1 10.8.0.1 (10.8.0.1) 26.073 ms 26.072 ms 26.071 ms
2 10.0.0.49 (10.0.0.49) 26.070 ms 26.069 ms 26.067 ms
3 six.as13335.com (206.81.81.10) 26.066 ms 40.229 ms 40.222 ms
4 * * *
5 * * *
6 * * *
7 * * *
8 * * *
9 * * *
10 * * *
11 * * *
12 * * *
13 * * *
14 * * *
15 * * *
16 * * *
17 * * *
18 * * *
19 * * *
20 * * *
21 * * *
22 * * *
23 * * *
24 * * *
25 * * *
26 * * *
27 * * *
28 * * *
29 * * *
30 * * *

_az · March 13, 2020, 4:35am

Uh. What about this (they use the same CDN as Let’s Encrypt’s API):

tracert digitalocean.com

If it gives the same result, you need to go to SpartanHost, because they’ve broken something on their side.

LetsEncryptFan · March 13, 2020, 5:20am

Digital ocean loads fine

JuergenAuer · March 13, 2020, 7:59am

Oh, that looks bad. Normally, that should work.

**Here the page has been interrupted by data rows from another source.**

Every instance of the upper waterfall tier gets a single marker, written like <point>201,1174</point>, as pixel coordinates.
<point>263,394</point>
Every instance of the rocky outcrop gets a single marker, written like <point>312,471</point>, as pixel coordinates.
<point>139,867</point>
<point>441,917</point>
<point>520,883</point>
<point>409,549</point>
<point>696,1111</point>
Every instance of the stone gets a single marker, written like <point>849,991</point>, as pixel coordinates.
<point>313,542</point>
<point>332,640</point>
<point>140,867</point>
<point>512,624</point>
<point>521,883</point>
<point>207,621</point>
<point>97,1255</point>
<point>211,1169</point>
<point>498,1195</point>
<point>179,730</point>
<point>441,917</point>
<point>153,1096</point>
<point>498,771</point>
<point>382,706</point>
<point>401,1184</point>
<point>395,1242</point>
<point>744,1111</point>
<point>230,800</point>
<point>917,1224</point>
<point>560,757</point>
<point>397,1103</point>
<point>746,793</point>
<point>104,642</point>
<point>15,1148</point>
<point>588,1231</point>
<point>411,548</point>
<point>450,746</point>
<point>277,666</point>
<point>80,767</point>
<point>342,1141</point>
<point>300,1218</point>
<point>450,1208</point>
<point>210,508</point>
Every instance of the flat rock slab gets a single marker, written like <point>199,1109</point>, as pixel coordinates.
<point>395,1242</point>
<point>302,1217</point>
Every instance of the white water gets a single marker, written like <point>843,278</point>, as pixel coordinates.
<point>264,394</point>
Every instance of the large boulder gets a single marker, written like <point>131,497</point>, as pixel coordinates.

D:\temp>tracert -4 acme-v02.api.letsencrypt.org

1 <1 ms <1 ms <1 ms fritz.box [192.168.0.1]
2 5 ms 5 ms 4 ms 62.155.240.117
3 6 ms 6 ms 6 ms 217.239.55.26
4 6 ms 6 ms 6 ms 217.239.55.26
5 6 ms 5 ms 7 ms lag-10.edge4.Berlin1.Level3.net [4.68.73.5]
6 6 ms 6 ms 7 ms ae-2-3602.edge3.Berlin1.Level3.net [4.69.159.5]
7 7 ms 7 ms 6 ms unknown.Level3.net [212.162.40.34]
8 7 ms 7 ms 7 ms 172.65.32.248

Ask your hoster why this is blocked.

Perhaps reduce your MTU to 1300 or 1100.

system · April 12, 2020, 7:59am

This topic was automatically closed 30 days after the last reply. New replies are no longer allowed.